When she was a girl, Frank did not just love horses, she thought she was a horse.

“My best friend Peggy and I galloped around my dining room table on our hands and knees. We galloped with scarves sticking out of our pants to look like tails.”

The artist – who holds an M.F.A. in photo-printmaking at the University of Wisconsin-Madison and a B.F.A. in painting at Ohio Wesleyan University –  has lived in Telluride since 1989.

 

“Never did I guess that when I began to travel the world to ride horses in different countries and cultures would my passion for the horse bring me success in the studio. What amazes me most about the partnership with a horse is that they allow us on their backs, but that is exactly what creates the tension in my paintings; the partnership between equine and human.  The images are larger than life yet intimate, and hopefully capture the beauty and power and grace of the horse, yet the horses are bitted and bound with reins.  The human factor is always present, but never within the frame except perhaps a suggestion, like a caressing hand… It is the special agreement and the spirit of both which make the paintings shine with light and life,”Nancy B. Frank, featured artist.

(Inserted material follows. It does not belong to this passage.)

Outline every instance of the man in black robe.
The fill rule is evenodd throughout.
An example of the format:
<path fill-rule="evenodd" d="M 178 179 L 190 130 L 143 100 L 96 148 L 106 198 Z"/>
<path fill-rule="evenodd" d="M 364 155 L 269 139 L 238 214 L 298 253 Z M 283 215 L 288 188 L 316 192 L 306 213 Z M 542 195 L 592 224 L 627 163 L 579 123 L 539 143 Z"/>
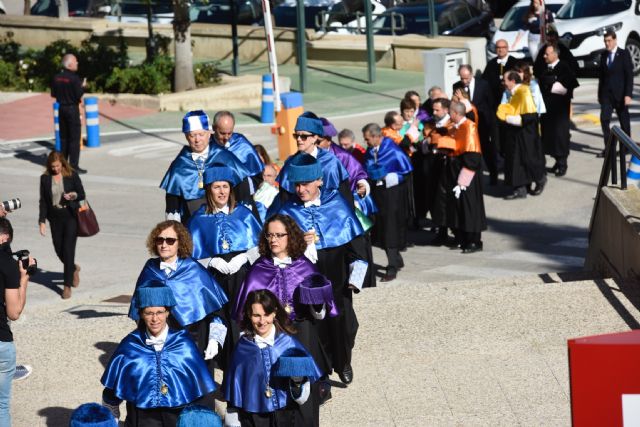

Frank never liked empty spaces on canvas, so she photographed her horses to fill the screen and, subsequently, the picture plane, with haunches and heads, manes and tails, glossy coats, bits, and reins in extreme close-up.

And in doing what she does in the unique way she does it, Frank reigns supreme: her horse images are fraught with the dynamic tension embodied by these powerful, proud creatures, bound up with tack, yes, but only seemingly submissive. Collectively, Frank’s images packs a wallop: her horses also clearly mark the moment the artist came into her power, the result of finding her natural subject and creating work that is very very good – and owning that fact.